项目作者: yl255
项目描述 :
Build tensorflow(v1.13.1) with vs2017 using cuda 10.1
高级语言: C++
项目地址: git://github.com/yl255/Build-tensorflow-v1.13.1-with-vs2017-using-cuda-10.1.git
tensorflow-v1.13.1-build-with-vs2017-cuda10.1
system info: cuda 10.1, vs2017 Community, cmake 3.16.0
I just build the C/C++ api, not using Python.
prepare for building:
1.1 tensorflow-v1.13.1 source code (please download from github)
- 1) unzip the code to ./tensorflow-1.13.1
- 2) the project need a new version of abseil_cpp. Update the abseil_cpp.cmake (in the ./tensorflow/contrib/cmake/external) to the my version.
- 3) copy the “version_info.cc” file to the ./tensorflow/core/util/version_info.cc.(Auto generate?)
- 4) open the file “/tensorflow/core/util/cuda_kernel_helper.h”,
change #include "cuda/include/cuda_fp16.h"
to #include "cuda_fp16.h"
see: issues31349 - 5) update the tf_core_kernels.cmake (in the ./tensorflow/contrib/cmake/external)
Just add nccl_manager files.
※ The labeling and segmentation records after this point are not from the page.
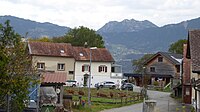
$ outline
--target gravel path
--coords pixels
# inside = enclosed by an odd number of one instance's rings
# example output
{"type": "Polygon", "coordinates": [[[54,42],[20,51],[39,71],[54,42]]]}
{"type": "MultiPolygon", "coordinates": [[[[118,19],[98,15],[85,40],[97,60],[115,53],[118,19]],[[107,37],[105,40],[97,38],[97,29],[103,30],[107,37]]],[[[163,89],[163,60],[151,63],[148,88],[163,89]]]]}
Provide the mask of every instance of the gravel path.
{"type": "MultiPolygon", "coordinates": [[[[171,98],[170,93],[148,90],[147,94],[150,99],[156,100],[157,112],[176,112],[177,108],[181,108],[181,104],[171,98]]],[[[120,108],[103,110],[101,112],[142,112],[142,107],[143,103],[139,103],[120,108]]]]}

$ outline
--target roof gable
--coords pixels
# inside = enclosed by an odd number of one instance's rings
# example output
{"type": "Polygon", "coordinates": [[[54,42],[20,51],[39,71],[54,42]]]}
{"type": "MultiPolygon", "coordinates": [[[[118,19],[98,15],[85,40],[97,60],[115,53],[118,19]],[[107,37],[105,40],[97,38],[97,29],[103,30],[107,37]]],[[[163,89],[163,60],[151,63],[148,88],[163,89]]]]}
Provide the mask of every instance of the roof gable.
{"type": "MultiPolygon", "coordinates": [[[[78,61],[89,61],[90,60],[90,48],[84,47],[73,47],[74,57],[78,61]]],[[[106,48],[92,49],[92,61],[98,62],[114,62],[114,59],[110,52],[106,48]]]]}
{"type": "Polygon", "coordinates": [[[69,43],[28,42],[28,47],[31,55],[73,57],[69,43]]]}
{"type": "Polygon", "coordinates": [[[183,56],[181,54],[175,53],[168,53],[168,52],[157,52],[151,58],[144,62],[144,65],[147,65],[152,60],[156,59],[157,57],[162,56],[171,62],[173,65],[180,65],[180,61],[182,60],[183,56]]]}

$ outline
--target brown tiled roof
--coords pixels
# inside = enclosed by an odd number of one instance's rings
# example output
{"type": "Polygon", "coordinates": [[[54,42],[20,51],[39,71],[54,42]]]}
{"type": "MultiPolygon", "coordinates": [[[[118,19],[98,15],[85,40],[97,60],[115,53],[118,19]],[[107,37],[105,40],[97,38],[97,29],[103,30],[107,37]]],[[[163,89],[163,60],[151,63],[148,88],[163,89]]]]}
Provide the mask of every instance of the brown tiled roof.
{"type": "Polygon", "coordinates": [[[64,72],[46,72],[42,74],[42,84],[65,84],[67,73],[64,72]]]}
{"type": "Polygon", "coordinates": [[[200,30],[190,30],[187,57],[191,58],[192,72],[200,73],[200,30]]]}
{"type": "Polygon", "coordinates": [[[28,42],[28,47],[31,55],[73,57],[69,43],[28,42]]]}
{"type": "Polygon", "coordinates": [[[149,62],[151,62],[152,60],[154,60],[158,56],[163,56],[164,58],[169,60],[174,65],[180,65],[180,62],[178,60],[183,58],[182,54],[175,54],[175,53],[169,53],[169,52],[157,52],[151,58],[146,60],[144,62],[144,65],[147,65],[149,62]]]}
{"type": "MultiPolygon", "coordinates": [[[[84,47],[73,47],[74,57],[79,61],[89,61],[90,60],[90,48],[84,47]]],[[[102,61],[102,62],[114,62],[114,59],[110,52],[106,48],[92,49],[92,61],[102,61]]]]}

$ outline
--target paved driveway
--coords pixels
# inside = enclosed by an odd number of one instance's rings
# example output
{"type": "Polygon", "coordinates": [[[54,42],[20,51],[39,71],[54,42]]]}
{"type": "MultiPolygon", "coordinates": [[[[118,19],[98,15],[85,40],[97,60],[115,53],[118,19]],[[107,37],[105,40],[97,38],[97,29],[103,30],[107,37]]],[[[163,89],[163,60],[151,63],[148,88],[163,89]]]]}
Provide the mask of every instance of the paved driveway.
{"type": "MultiPolygon", "coordinates": [[[[147,91],[149,98],[156,100],[156,109],[158,112],[176,112],[177,106],[181,104],[170,97],[170,93],[159,91],[147,91]]],[[[134,104],[130,106],[104,110],[101,112],[142,112],[143,104],[134,104]]]]}

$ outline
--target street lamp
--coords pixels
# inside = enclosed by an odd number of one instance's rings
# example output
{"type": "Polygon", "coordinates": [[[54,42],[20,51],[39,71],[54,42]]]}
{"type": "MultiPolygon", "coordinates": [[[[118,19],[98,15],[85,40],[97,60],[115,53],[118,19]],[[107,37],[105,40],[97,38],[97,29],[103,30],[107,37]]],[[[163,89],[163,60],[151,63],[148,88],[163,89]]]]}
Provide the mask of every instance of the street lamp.
{"type": "Polygon", "coordinates": [[[142,87],[144,88],[144,73],[145,73],[145,69],[146,69],[146,67],[145,66],[143,66],[142,67],[143,68],[143,73],[142,73],[142,87]]]}
{"type": "Polygon", "coordinates": [[[90,85],[91,85],[91,75],[92,75],[92,50],[97,49],[97,47],[91,47],[90,48],[90,75],[89,75],[89,86],[88,86],[88,105],[90,107],[91,105],[91,99],[90,99],[90,85]]]}

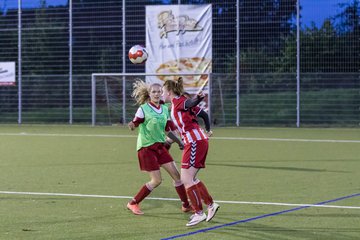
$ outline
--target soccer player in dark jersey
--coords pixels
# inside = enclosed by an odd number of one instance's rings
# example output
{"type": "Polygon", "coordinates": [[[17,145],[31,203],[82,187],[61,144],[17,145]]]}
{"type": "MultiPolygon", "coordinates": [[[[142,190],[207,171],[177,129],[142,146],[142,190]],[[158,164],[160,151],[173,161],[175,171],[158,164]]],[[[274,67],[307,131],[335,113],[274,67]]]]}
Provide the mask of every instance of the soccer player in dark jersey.
{"type": "MultiPolygon", "coordinates": [[[[148,86],[143,81],[134,84],[132,96],[139,104],[134,119],[128,123],[131,130],[139,127],[137,139],[137,152],[140,169],[148,172],[150,181],[143,185],[135,197],[127,204],[127,208],[136,215],[142,215],[139,203],[146,198],[151,191],[161,184],[160,167],[164,168],[174,180],[176,192],[182,201],[182,211],[191,210],[187,199],[184,184],[180,179],[180,173],[176,168],[174,159],[169,154],[164,143],[166,141],[165,131],[175,130],[170,120],[169,110],[166,105],[160,104],[162,95],[160,84],[148,86]]],[[[182,142],[170,135],[182,148],[182,142]]]]}
{"type": "Polygon", "coordinates": [[[197,113],[200,117],[203,115],[206,131],[199,126],[196,115],[193,114],[194,109],[192,108],[201,102],[204,95],[199,93],[195,99],[189,99],[183,93],[182,78],[176,81],[165,81],[163,96],[165,102],[171,102],[171,118],[180,131],[185,145],[181,160],[181,180],[185,185],[187,195],[195,211],[186,226],[194,226],[204,220],[210,221],[219,209],[219,204],[213,201],[205,184],[196,177],[199,170],[205,168],[209,147],[208,138],[212,135],[207,113],[203,110],[197,113]],[[207,205],[207,216],[203,212],[201,200],[207,205]]]}

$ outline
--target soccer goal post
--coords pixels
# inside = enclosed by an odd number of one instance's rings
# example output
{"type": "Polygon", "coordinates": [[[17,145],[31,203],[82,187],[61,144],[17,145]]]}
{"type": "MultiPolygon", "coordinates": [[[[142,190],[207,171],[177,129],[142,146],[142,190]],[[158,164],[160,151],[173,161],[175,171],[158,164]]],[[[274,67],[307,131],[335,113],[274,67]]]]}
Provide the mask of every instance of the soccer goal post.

I failed to add a new ‘tf_core_nccl.cmake’ file to the project :(. 6) about the inculd ‘cud’ libraray.
There are some source files with the header like #include "third_party/cub/*.cuh"
It maybe need to change: #include "cub/*.cuh"
, delete the ‘third_party/‘
The files such as:
tensorflow/core/kernels/scan_ops_gpu.cu.cc
tensorflow/core/kernels/depthwise_conv_op_gpu.cu.cc
tensorflow/core/kernels/dynamic_partition_op_gpu.cu.cc
tensorflow/core/kernels/histogram_op_gpu.cu.cc
tensorflow/core/kernels/topk_op_gpu.cu.cc
tensorflow/core/kernels/where_op_gpu.cu.h
`tensorflow/core/kernels/bincount_op_gpu.cu.cc’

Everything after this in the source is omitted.